IRD

Curating a CSV batch file

(The key words “MUST”, “MUST NOT”, “REQUIRED”, “SHALL”, “SHALL NOT”, “SHOULD”, “SHOULD NOT”, “RECOMMENDED”, “MAY”, and “OPTIONAL” in this document are to be interpreted as described in RFC 2119.)

These instructions are intended to help with the use of a CSV file, provided to you (as a Responsible Organisation) by the IRD service, so that you can update some information about the repositories listed in the file.

This CSV has been exported from IRD. It contains the most recent information, known to IRD, about repositories in your area of responsibility. It contains 13 columns. Several of the columns are constrained. Some accept only values from a controlled list of allowed values. All of this is detailed in the table (below).

The values in each row of this file can be edited, constrained by the rules in the table. The file can then be sent back to the IRD in order to update the records there. When you receive the CSV file it will contain records for repositories known to IRD. This means that the first column - ID - contains an ID for each of them. If you edit any value in a row which has one of these IDs then the record in IRD with that ID will be updated with those values.

You MAY also add new rows to the CSV file, if you believe that there is a repository which is not already known to IRD. Such rows will also have values, constrained by the same rules in the table below, but they MUST NOT have an ID. The absence of an ID will cause IRD to create a new record for that repository.

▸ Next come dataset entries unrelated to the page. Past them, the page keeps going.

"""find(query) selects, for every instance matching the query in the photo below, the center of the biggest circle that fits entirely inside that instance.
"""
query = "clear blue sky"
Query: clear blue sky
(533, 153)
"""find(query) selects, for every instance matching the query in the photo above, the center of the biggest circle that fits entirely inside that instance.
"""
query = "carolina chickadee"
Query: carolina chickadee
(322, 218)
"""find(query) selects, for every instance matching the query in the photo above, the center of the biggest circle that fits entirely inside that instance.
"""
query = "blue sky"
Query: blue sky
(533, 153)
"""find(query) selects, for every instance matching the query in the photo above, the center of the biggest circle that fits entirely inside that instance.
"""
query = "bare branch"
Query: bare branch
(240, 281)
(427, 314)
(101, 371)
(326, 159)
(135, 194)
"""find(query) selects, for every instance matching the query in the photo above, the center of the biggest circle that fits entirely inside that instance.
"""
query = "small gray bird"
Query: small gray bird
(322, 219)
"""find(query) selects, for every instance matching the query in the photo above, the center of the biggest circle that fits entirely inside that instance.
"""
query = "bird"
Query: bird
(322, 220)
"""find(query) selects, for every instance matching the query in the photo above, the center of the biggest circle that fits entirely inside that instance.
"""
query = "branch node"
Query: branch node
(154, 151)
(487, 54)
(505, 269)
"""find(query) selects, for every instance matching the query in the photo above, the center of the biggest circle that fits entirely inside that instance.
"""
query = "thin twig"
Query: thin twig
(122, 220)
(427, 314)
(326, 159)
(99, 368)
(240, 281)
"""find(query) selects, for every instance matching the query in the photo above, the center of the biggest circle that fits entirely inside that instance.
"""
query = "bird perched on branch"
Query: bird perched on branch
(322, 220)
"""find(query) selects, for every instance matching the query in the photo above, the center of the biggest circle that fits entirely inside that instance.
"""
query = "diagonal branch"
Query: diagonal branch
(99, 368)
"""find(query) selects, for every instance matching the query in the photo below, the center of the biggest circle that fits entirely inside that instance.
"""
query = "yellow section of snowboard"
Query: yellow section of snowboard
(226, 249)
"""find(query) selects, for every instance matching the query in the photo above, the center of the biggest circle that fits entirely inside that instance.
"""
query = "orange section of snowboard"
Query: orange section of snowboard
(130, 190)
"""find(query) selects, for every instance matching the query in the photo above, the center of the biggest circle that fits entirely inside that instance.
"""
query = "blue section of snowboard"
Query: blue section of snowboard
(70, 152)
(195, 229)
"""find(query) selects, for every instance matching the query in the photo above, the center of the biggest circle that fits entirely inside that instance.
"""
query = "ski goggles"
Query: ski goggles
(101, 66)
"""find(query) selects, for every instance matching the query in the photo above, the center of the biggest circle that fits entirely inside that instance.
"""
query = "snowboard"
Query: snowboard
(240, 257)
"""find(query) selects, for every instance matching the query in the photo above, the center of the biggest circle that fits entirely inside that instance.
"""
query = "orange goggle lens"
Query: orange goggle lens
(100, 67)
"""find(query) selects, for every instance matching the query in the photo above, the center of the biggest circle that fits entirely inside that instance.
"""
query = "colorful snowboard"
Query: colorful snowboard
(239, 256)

When you submit a CSV file back to the IRD to update records, it will be automatically checked before being processed. The structure of the file MUST exactly match the original file (e.g. the number of columns, the order of the columns, the allowed values in the rows etc.).

If there are rows where no update is required, you MAY include those rows (but this is OPTIONAL). When the CSV file is processed by IRD, any rows which do not require an update to the IRD record are simply ignored.

If the CSV file contains a row for a repository which you believe no longer exists, then you MUST indicate this by entering the value “archived” in the record_status column.

Summary of process for using the CSV file update

Receive the CSV file from IRD

Check each row (repository) in the file for accuracy of the information

Optionally update any values in this row, according to the constraints and rules described in the table (below)

Add new rows for any new repositories that you think should be included in the IRD

Add values in each new row, according to the rules in the table.

Update the record_status column for each row:

If you think the repository record is complete and accurate, set this value to “reviewed”
If you think this repository is defunct, or should no longer be represented in the IRD for some reason, set this value to “archived”

In the table below, the following terms are used

nil: This indicates a blank, or empty value.

term: This indicates that one value MUST be selected from a controlled list of allowed values.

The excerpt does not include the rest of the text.